A las composiciones de Françoise Sagan («Le Jour», «Sans vous aimer»), de Francis Blanche y de Charles Trenet, se unen ahora clásicos de la Gréco como «Il n’y a plus d’après», de Guy Béart, «Accordéon» y «La Javanaise», de Serge Gainsbourg, o «Le Pont du Nord» y «Tendres promesses», de Pierre Mc Orlan. El año 1966 la acoge triunfante con Brassens en el TNP. Y en el revolucionario 1968, pone banda sonora a la contracultura con la irresistible «Déshabillez-moi» (Nyel/Verlor) publicada en La Femme (1967).

A Gréco se la relacionó con Sartre, con Jacques Prévert, con Robert Doisneau y con Henri Cartier-Bresson. Pero fue Miles Davis el gran amor de su vida

Añade fantásticas canciones escritas por Léo Ferré, como «Jolie Môme» o «J’arrive», de Jacques Brel, y por poetas como Aragón, Desnos, Allais, Seghers y Eluard. Al igual que la cubana La Lupe, admirada por Sartre, Juliette entiende que «la vida es puro teatro».

Sus pálidas manos iluminadas por el foco son como tridentes, sus ojos bien separados paralizan como la visión de una pantera. Es un animal musical, una mantis pagana. Quien la ve actuar no podrá olvidar tal experiencia.

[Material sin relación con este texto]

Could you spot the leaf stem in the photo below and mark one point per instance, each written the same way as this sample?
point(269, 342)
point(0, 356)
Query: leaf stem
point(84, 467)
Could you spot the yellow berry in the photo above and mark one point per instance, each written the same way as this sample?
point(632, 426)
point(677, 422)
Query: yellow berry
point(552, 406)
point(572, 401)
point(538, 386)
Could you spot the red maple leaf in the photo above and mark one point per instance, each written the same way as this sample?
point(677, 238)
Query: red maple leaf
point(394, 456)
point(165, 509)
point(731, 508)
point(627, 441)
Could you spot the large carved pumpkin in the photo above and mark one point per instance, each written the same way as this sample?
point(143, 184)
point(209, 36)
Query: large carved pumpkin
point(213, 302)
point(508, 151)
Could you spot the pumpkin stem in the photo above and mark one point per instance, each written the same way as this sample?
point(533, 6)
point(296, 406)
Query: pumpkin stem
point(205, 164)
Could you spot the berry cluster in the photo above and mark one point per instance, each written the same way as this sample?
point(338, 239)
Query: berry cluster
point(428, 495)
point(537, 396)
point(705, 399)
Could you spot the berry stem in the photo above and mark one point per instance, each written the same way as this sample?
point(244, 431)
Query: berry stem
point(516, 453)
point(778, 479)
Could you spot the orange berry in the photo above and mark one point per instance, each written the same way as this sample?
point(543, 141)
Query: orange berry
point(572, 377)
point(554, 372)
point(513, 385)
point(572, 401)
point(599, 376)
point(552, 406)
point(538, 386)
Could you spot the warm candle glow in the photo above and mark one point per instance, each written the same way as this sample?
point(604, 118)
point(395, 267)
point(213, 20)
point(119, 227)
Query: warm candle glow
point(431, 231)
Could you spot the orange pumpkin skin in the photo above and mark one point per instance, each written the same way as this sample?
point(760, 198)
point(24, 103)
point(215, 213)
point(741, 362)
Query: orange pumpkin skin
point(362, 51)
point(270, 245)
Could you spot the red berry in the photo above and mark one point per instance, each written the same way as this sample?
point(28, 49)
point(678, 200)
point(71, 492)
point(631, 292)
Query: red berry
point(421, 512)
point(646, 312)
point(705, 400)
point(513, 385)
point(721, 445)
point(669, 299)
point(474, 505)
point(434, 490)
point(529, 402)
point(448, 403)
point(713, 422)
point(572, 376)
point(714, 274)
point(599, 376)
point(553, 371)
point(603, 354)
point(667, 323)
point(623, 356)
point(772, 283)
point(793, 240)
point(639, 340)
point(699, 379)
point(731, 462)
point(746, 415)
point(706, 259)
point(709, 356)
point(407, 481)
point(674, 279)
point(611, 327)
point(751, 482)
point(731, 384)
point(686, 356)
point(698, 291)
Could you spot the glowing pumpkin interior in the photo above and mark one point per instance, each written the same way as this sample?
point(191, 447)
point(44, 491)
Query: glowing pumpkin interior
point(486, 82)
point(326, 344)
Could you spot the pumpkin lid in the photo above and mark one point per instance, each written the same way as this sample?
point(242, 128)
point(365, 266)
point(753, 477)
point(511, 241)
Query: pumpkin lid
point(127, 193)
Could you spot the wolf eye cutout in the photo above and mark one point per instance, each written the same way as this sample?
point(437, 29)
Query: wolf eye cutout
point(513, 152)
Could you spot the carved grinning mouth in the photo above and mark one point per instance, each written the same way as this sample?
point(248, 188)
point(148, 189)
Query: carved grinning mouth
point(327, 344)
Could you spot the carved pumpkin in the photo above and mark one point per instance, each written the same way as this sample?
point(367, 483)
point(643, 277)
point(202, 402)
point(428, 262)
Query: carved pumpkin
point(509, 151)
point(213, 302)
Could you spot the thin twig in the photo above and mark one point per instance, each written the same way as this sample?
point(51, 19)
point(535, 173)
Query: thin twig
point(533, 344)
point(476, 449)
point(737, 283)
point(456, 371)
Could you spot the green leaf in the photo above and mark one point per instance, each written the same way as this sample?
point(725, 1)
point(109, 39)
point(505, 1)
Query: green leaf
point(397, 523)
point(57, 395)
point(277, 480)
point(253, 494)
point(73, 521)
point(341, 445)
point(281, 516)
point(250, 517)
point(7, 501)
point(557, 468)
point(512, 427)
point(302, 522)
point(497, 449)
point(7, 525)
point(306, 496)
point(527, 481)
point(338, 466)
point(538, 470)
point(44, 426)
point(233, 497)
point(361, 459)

Dos álbumes más antes de separarse de Philips: Complainte amoureuse (1969), con una Gréco psicodélica en la portada, obra de Just Jaeckin, y Face a Face (1971). Por el camino, pequeñas joyas, como el microgroove New Style…, donde se incluía una pieza de Boris Vian, «Musique Mécanique», o exquisitos epés como De Pantin à Pékin, con una de las pocas canciones estrictamente pop de su extensa carrera. Ahora Juliette Gréco vuelve al sello Barclay en 1972, donde graba dos deliciosos discos.

La luz se apagaba

Cinco años después del memorable concierto en Berlín con la Orquesta Filarmónica, al que acudieron decenas de miles de fans, su luz parecía apagarse. La desilusión más grande surgirá con un disco de esmerada producción, ya en su nueva casa, RCA, en el que había puesto grandes esperanzas, hasta el punto de firmar dos canciones, entre ellas «Fleur d´Orange». El álbum, de 1975, titulado Gréco, no obtuvo éxito, pese a ser una de sus piezas más exquisitas. Su aura comenzó a evaporarse. Aunque lejos de abandonar, su pasión y su amor excesivo y auténtico hacia el oficio de vivir le llevó a continuar hasta los 93 años. Pero con 48 había alcanzado la categoría de «mito». Única, inimitable, eterna. Todo lo que vino después fue tiempo regalado.